In 1971 Beck became acquainted with a German translater in a pub of Southampton harbour. This Mr. Himmel („Sky“ or "Heaven") planed to board the Bremen for her final transatlantic voyage the next day. Beck just had come back from New York, where he had studied Mondrian’s Broadway Boogie Woogie, by plane. They talked a little bit about travelling, and a lot about translating processes. In this context Himmel reported on his prior ship passage, especially a railing talk with somebody who worked on popularizing the ASCII-code at Ferranti, a computer company based in a former locomotive factory in Manchester. Beck, as an engineer, was fascinated by that Mr. Ross’ vision to make different computers communicate with each other, and by the idea of a language based on numbers.
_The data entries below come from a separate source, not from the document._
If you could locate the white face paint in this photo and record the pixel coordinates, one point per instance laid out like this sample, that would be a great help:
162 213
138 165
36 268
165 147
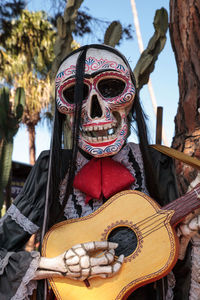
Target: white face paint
108 97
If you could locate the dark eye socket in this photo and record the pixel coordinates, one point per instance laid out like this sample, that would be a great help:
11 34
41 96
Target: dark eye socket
68 93
111 87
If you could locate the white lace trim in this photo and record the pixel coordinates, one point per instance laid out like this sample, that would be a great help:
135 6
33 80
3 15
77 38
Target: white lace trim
4 262
171 284
20 219
70 212
28 285
195 276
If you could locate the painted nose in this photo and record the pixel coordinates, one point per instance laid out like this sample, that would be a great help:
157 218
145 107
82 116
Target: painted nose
95 108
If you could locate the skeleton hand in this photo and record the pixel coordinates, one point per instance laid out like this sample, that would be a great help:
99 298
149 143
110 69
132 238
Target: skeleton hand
186 230
80 264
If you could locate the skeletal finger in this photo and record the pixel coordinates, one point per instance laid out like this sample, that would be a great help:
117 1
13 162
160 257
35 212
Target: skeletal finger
106 259
73 260
74 269
99 245
118 263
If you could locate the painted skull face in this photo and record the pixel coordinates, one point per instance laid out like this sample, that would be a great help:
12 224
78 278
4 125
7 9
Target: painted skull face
107 99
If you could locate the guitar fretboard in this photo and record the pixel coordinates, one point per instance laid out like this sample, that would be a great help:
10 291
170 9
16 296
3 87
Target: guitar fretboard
184 205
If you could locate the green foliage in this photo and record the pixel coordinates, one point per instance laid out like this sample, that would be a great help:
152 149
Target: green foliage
113 34
146 62
29 46
10 117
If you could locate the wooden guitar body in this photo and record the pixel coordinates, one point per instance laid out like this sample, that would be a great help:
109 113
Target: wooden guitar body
152 245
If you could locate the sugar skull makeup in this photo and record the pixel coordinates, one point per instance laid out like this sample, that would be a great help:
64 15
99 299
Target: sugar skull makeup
108 95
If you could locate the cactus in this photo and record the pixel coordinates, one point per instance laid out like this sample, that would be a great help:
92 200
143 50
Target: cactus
113 34
146 62
9 124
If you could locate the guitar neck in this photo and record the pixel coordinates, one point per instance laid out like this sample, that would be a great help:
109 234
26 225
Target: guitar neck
184 205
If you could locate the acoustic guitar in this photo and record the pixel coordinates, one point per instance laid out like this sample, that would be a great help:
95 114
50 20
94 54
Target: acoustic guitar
144 232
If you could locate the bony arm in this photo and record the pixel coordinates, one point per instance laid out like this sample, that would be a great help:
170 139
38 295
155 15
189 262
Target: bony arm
79 262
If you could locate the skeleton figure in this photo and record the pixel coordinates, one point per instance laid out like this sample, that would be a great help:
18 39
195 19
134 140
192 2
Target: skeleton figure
107 99
95 89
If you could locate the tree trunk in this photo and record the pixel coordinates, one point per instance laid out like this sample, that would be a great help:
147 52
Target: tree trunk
185 39
31 133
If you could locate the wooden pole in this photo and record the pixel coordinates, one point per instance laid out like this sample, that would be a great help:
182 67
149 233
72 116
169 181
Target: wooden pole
159 125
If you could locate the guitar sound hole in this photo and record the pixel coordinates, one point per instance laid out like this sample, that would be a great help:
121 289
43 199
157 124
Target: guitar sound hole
126 238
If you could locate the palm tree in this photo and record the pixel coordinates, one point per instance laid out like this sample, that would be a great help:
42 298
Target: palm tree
26 56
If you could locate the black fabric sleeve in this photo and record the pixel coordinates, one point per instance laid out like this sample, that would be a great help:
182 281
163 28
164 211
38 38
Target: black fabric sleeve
167 183
28 207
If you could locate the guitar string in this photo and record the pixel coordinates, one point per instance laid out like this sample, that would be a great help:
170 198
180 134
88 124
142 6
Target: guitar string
178 210
156 227
157 215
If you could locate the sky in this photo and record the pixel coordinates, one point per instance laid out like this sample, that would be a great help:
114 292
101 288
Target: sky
164 77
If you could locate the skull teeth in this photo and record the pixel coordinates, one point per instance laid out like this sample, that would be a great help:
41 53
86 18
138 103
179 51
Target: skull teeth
99 133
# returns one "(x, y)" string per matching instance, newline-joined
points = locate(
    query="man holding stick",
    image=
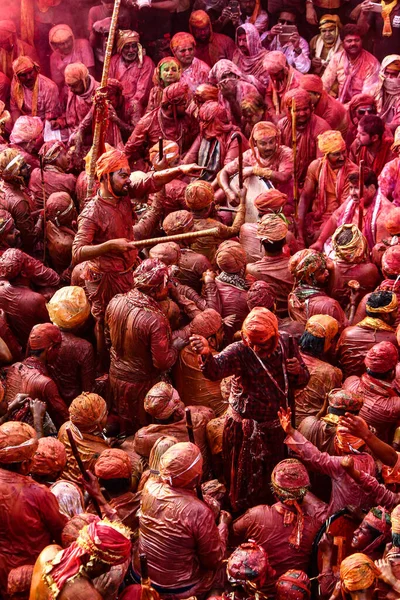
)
(106, 228)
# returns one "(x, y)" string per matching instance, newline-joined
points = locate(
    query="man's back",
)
(29, 521)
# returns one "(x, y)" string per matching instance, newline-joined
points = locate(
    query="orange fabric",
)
(358, 572)
(260, 325)
(113, 464)
(111, 161)
(18, 442)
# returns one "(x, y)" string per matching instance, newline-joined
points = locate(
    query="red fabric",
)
(30, 521)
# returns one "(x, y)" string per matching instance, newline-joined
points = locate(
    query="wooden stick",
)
(361, 195)
(238, 137)
(44, 205)
(99, 124)
(190, 235)
(81, 466)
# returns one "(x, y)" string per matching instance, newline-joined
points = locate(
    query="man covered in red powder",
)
(264, 368)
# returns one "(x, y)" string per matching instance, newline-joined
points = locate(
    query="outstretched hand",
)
(285, 417)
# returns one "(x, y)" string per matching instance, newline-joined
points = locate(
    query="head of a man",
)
(370, 186)
(200, 27)
(352, 40)
(370, 130)
(183, 46)
(382, 305)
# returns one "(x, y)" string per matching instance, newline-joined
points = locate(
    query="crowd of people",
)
(199, 294)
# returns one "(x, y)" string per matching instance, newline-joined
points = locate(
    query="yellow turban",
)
(331, 141)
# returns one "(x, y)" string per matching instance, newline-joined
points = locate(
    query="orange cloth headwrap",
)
(260, 325)
(331, 141)
(358, 572)
(111, 161)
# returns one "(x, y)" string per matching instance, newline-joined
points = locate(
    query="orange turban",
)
(113, 464)
(322, 326)
(75, 72)
(355, 251)
(182, 39)
(168, 252)
(180, 221)
(260, 325)
(207, 323)
(111, 161)
(170, 149)
(87, 411)
(331, 141)
(199, 195)
(19, 581)
(391, 261)
(43, 336)
(50, 457)
(74, 526)
(392, 222)
(274, 62)
(181, 466)
(270, 200)
(311, 83)
(199, 19)
(271, 228)
(162, 400)
(18, 442)
(300, 97)
(382, 357)
(264, 129)
(230, 257)
(358, 572)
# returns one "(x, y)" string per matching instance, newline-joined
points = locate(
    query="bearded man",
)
(326, 186)
(264, 367)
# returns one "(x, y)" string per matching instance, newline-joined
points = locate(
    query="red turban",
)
(382, 357)
(26, 129)
(207, 323)
(181, 466)
(311, 83)
(162, 401)
(150, 274)
(74, 526)
(260, 326)
(249, 562)
(168, 252)
(261, 294)
(176, 93)
(111, 161)
(102, 540)
(182, 39)
(18, 442)
(270, 200)
(87, 411)
(180, 221)
(43, 336)
(300, 97)
(19, 581)
(392, 222)
(113, 464)
(50, 457)
(291, 583)
(199, 195)
(391, 261)
(231, 257)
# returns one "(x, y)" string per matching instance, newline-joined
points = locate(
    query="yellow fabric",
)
(386, 10)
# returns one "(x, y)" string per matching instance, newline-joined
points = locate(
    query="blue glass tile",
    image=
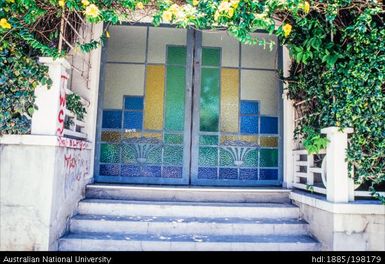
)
(249, 107)
(137, 171)
(228, 173)
(268, 174)
(172, 172)
(207, 173)
(112, 119)
(248, 174)
(249, 124)
(109, 170)
(133, 102)
(269, 125)
(130, 171)
(133, 120)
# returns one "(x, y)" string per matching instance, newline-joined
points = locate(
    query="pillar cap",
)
(333, 130)
(51, 60)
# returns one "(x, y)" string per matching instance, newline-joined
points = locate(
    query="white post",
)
(339, 185)
(49, 118)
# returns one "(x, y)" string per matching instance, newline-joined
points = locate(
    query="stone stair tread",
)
(193, 238)
(219, 220)
(181, 203)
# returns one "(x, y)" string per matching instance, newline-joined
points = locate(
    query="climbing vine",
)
(337, 47)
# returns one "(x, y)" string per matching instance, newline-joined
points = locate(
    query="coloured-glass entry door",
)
(145, 128)
(228, 127)
(236, 115)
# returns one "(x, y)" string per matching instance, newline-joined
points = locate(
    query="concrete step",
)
(187, 209)
(140, 242)
(188, 194)
(187, 226)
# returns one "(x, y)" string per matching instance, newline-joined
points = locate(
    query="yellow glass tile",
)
(109, 136)
(229, 100)
(228, 138)
(153, 135)
(153, 110)
(131, 134)
(251, 139)
(269, 142)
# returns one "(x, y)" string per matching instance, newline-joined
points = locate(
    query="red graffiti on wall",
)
(72, 143)
(62, 104)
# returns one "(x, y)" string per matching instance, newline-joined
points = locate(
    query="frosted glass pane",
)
(256, 56)
(122, 79)
(127, 44)
(153, 111)
(229, 45)
(229, 100)
(262, 86)
(159, 38)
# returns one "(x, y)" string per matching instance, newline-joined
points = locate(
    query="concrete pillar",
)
(339, 186)
(49, 118)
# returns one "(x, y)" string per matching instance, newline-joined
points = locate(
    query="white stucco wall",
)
(41, 183)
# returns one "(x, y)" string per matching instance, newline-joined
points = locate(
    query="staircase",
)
(141, 218)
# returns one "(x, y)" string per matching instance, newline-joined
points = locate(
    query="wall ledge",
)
(363, 207)
(42, 140)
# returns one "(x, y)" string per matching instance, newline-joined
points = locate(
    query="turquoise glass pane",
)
(173, 155)
(211, 56)
(128, 154)
(209, 101)
(109, 153)
(268, 158)
(175, 93)
(251, 159)
(208, 156)
(155, 156)
(176, 55)
(225, 158)
(208, 140)
(173, 139)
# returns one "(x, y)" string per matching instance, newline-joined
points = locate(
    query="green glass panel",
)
(128, 154)
(109, 153)
(211, 56)
(208, 156)
(110, 136)
(208, 140)
(155, 156)
(173, 139)
(173, 155)
(251, 159)
(225, 158)
(175, 96)
(176, 55)
(268, 158)
(209, 101)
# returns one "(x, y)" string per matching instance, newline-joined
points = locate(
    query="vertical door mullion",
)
(196, 106)
(188, 106)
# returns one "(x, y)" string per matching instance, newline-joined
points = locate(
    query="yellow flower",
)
(139, 5)
(92, 10)
(4, 24)
(216, 15)
(234, 3)
(174, 9)
(61, 3)
(286, 30)
(167, 16)
(231, 12)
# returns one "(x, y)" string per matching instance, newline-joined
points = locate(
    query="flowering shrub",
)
(337, 47)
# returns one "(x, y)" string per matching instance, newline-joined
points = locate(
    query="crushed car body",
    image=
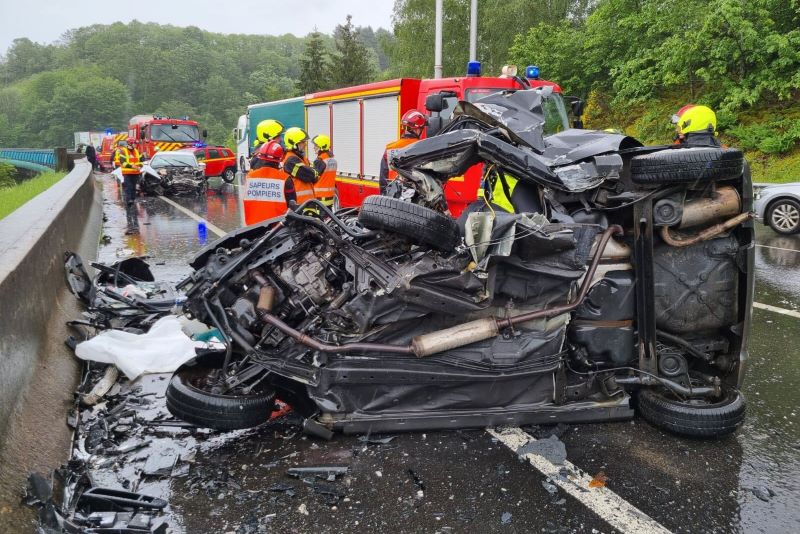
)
(620, 271)
(175, 173)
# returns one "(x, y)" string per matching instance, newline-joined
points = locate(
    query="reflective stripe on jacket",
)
(325, 189)
(295, 169)
(264, 196)
(394, 146)
(500, 194)
(129, 160)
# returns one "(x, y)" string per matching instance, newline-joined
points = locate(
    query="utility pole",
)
(473, 30)
(437, 54)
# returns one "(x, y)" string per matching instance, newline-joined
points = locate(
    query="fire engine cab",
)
(153, 133)
(361, 120)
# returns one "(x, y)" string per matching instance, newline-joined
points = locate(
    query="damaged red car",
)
(621, 281)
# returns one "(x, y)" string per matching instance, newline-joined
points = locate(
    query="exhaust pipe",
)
(455, 336)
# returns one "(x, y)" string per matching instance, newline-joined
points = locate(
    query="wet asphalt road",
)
(466, 481)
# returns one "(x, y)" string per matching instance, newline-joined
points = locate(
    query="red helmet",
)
(270, 151)
(413, 120)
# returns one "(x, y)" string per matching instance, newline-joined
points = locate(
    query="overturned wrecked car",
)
(174, 174)
(622, 279)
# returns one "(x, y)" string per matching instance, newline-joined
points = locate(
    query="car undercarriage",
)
(623, 279)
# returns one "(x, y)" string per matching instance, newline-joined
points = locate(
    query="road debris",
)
(550, 448)
(599, 480)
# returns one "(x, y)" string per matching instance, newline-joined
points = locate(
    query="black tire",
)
(699, 419)
(687, 165)
(783, 216)
(190, 403)
(418, 223)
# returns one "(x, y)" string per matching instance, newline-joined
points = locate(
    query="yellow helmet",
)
(293, 137)
(695, 119)
(268, 130)
(322, 141)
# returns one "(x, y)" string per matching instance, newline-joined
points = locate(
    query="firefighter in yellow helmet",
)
(130, 161)
(266, 131)
(326, 166)
(300, 175)
(695, 126)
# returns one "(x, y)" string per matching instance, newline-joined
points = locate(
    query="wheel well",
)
(777, 199)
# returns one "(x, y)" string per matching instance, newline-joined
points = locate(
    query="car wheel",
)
(418, 223)
(783, 216)
(189, 399)
(702, 418)
(687, 165)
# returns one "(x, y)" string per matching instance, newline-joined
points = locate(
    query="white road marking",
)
(217, 230)
(612, 508)
(778, 248)
(775, 309)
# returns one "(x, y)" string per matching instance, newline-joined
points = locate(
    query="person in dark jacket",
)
(91, 156)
In 1988 Beck purchased an ATARI 1040 computer, with which he at first hoped to find new sculpture forms. And at New Year's Eve, he fetched No.25 back from the museum, in order to construct an improved version. Some months later, unsatisfied with the results, he started some basic programming instead. While translating real lines into basic command lines, he remembered Himmel. Arround 1996 he turned the process upside down: he translated text into form. His tool was the ASCII code, and he started signing his rectangular dreams with „66-101-99-107“.
In July he decided that the modernism of No.25 was too much old school, and brought it as a present to Himmel, who lived in Albufeira, Portugal, together with 2 dogs and 6 or 7 cats. But the cats ruined the sculpture within 28 hours, starting with the black tape. Himmel, who had translated several detective stories by Enid Blyton, was inconsolable and promised to dedicate his next book to Beck. Together they made up its title: „The secret seven and the missing sculpture“ – the plot was approximately as follows:
In 1971 Beck became acquainted with a German translater in a pub of Southampton harbour. This Mr. Himmel („sky“ or "heaven") planed to board the Bremen for her final transatlantic voyage the next day. Beck just had come back from New York, where he had studied Mondrian’s Broadway Boogie Woogie, by plane. They talked a little bit about travelling, and a lot about translating processes. In this context Himmel reported on his prior ship passage, especially a railing talk with somebody who worked on popularizing the ASCII-code at Ferranti, a computer company based in a former locomotive factory in Manchester. Beck, as an engineer, was fascinated by that Mr. Ross’ vision to make different computers communicate with each other, and by the idea of a language based on numbers.